The application got two interventions, one from CTVglobemedia (which owns TSN), asking for a tougher restriction (Rogers initially offered a prohibition only on the major leagues, but agreed to the change), and the other from the Asian Television Network, which has its own cricket channel called Cricket Plus.
The latter got a funny-sounding response from Rogers, who said that because their channel focuses also on soccer and rugby, “the proposed service would not serve the interests of the cricket enthusiast as effectively as Cricket Plus.” Which is kind of like saying that because RDS carries baseball and football, it won’t serve the interests of hockey enthusiasts as well as the NHL Network. The idea of national exclusivity contracts (which is why NHL Network doesn’t carry any Canadian games) wasn’t brought up.
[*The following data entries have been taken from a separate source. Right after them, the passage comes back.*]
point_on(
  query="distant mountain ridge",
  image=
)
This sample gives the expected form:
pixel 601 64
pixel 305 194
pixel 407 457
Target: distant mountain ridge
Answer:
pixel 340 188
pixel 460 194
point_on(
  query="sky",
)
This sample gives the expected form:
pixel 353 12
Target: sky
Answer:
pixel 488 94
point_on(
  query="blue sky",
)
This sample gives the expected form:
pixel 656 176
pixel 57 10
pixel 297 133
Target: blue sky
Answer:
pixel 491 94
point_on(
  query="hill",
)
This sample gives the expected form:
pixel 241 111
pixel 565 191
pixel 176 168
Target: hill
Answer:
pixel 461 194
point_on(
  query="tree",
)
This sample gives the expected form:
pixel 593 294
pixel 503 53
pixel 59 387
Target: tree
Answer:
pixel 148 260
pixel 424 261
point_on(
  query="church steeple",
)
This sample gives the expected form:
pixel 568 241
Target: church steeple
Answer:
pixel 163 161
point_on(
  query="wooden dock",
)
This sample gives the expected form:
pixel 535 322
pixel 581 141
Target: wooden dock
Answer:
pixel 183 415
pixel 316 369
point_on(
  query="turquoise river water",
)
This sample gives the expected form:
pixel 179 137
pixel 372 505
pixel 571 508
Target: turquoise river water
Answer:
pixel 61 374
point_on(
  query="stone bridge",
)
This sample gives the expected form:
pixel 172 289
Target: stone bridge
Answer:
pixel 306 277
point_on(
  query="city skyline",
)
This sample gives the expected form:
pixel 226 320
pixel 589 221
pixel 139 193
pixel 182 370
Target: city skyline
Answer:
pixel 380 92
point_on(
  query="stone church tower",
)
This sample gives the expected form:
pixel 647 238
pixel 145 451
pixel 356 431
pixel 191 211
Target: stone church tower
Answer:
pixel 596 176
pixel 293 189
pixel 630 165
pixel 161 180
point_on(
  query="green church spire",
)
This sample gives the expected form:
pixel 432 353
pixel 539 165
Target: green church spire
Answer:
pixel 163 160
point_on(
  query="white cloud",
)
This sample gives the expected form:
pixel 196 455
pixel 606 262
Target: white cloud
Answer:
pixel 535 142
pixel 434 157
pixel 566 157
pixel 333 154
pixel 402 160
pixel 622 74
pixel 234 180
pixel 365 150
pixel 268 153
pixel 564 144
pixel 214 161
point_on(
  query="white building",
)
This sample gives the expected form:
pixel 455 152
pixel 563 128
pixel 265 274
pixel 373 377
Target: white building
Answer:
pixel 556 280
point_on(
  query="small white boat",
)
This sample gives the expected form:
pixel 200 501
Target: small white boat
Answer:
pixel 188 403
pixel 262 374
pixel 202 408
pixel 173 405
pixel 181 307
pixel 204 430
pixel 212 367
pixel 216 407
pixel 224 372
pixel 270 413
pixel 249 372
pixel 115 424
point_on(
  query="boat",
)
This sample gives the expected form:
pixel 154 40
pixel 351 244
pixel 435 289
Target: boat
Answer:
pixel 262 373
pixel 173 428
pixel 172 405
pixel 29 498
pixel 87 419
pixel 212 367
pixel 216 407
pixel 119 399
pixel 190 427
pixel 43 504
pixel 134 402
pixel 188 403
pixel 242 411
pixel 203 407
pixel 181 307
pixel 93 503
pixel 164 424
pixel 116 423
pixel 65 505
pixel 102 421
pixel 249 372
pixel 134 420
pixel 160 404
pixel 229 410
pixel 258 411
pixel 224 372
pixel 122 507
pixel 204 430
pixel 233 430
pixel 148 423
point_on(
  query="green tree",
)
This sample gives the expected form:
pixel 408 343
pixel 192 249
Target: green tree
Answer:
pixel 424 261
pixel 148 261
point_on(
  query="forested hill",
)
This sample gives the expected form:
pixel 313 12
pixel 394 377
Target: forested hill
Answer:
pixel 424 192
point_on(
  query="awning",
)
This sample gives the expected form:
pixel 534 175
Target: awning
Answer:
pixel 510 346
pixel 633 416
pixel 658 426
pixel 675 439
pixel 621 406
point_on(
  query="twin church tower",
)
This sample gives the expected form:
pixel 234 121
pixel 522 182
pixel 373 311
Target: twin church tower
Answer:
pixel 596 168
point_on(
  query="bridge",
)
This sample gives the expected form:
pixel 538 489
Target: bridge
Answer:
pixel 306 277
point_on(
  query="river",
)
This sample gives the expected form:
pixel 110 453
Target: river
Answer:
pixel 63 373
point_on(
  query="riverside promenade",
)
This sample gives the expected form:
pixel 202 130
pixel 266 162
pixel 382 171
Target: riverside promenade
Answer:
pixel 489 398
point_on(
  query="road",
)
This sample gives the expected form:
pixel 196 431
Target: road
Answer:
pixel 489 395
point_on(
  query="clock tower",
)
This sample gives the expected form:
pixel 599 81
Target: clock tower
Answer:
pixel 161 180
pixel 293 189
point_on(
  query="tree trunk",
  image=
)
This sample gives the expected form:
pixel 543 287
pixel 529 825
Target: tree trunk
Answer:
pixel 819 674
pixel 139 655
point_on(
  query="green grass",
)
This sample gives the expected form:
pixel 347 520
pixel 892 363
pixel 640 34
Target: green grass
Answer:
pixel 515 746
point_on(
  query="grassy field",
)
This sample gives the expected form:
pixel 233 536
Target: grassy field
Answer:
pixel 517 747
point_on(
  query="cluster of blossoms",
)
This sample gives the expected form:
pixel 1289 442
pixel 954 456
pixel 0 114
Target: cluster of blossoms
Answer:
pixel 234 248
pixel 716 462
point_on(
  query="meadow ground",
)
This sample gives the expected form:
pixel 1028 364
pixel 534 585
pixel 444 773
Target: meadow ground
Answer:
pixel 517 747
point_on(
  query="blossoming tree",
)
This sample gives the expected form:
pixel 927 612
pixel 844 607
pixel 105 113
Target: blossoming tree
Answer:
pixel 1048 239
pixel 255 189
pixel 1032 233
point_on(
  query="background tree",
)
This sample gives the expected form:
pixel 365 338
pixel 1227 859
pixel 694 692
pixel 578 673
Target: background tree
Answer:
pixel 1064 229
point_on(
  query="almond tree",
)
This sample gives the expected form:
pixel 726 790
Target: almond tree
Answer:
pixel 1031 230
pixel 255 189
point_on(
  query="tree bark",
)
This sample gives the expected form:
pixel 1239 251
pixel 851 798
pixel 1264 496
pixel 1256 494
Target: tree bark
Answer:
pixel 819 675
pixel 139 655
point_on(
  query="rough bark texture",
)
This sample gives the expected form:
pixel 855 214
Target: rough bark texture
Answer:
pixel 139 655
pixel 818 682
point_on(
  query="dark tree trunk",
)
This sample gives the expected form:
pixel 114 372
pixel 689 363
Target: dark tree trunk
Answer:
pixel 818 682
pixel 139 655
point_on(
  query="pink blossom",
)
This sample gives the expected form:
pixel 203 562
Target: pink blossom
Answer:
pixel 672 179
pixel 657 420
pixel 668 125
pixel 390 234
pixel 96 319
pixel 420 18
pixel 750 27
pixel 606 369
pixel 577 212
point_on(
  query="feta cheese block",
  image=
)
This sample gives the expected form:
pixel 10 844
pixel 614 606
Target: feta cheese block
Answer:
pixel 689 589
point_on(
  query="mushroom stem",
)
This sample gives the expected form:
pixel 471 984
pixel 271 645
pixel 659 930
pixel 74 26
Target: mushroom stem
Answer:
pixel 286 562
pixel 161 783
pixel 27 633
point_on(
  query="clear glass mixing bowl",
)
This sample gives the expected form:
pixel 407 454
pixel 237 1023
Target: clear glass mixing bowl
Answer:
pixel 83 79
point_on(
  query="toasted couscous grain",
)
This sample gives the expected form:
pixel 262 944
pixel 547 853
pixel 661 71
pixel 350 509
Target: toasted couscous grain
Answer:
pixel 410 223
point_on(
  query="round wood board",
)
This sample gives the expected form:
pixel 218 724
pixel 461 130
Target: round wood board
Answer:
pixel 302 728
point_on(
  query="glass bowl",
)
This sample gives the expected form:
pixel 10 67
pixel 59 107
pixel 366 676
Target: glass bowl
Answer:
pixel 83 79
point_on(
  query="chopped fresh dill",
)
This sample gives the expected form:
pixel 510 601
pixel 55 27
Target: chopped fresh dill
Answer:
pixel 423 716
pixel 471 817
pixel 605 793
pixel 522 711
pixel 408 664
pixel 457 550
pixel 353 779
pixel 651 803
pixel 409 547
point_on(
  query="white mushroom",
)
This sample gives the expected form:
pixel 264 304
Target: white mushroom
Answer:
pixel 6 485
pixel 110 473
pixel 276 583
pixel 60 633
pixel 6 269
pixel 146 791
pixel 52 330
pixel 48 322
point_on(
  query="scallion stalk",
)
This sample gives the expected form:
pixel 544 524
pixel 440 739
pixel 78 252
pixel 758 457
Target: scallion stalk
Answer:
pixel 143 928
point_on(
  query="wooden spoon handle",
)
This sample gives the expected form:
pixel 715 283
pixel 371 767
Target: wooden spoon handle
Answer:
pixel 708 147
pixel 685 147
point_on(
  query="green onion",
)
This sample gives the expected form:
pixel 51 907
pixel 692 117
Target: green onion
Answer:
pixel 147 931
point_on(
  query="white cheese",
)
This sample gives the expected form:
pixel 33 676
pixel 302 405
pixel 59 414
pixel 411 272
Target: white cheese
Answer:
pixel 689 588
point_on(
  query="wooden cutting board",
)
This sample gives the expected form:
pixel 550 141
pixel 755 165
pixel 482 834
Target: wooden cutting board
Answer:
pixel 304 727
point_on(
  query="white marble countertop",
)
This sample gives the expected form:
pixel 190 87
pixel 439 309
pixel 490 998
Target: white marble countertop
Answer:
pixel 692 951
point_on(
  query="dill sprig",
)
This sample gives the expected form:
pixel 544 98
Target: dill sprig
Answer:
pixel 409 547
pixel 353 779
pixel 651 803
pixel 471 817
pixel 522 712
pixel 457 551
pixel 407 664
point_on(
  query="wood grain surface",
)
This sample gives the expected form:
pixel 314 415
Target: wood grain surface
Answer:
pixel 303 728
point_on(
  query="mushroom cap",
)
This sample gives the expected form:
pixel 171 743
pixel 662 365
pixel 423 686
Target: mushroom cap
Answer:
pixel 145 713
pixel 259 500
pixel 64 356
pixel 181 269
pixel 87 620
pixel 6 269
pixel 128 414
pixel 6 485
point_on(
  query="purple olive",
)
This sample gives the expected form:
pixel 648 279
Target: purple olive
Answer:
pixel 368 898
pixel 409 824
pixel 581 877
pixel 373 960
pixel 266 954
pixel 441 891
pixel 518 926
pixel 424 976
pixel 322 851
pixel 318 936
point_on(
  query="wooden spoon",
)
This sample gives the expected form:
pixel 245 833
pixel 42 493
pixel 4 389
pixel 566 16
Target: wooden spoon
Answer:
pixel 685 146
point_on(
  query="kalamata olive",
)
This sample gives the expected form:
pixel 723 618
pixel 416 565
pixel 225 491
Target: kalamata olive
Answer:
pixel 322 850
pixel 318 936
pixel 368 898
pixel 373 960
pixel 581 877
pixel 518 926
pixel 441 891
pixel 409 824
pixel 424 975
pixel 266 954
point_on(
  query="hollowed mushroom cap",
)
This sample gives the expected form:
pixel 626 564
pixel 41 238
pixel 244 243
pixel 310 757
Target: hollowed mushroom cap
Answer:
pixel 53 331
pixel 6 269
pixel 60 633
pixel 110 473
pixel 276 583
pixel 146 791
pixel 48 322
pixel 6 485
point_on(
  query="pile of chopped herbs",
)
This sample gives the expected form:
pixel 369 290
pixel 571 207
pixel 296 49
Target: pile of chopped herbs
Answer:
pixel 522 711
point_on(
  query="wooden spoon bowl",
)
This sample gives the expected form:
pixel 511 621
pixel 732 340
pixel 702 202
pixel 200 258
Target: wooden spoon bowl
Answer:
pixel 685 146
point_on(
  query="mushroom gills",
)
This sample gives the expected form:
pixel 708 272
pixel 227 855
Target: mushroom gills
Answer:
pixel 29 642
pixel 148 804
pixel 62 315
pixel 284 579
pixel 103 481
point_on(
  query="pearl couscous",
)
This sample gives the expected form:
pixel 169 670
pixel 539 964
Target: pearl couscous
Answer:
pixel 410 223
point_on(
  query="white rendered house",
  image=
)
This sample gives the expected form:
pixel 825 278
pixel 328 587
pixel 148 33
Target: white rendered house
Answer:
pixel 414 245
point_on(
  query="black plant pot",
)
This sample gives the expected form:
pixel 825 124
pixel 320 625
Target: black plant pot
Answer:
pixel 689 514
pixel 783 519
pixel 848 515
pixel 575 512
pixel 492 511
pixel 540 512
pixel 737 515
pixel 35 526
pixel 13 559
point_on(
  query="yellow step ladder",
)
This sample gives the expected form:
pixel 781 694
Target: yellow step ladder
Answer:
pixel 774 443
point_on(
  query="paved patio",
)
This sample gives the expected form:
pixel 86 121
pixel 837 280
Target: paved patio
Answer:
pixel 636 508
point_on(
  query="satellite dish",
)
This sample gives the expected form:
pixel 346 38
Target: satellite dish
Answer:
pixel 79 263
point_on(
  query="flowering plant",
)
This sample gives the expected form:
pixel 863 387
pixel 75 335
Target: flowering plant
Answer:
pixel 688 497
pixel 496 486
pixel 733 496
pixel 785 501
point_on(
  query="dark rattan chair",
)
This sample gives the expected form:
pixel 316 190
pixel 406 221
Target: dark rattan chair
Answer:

But that’s neither here nor there, since Cricket Plus doesn’t enjoy any guarantee from competition. What is interesting however, is that Cricket Plus is carried by Rogers cable, and so if the channels do end up competing with each other, it might be in Rogers’s interest to either remove Cricket Plus from its cable lineup or otherwise make it fail.
But perhaps I’m just being paranoid.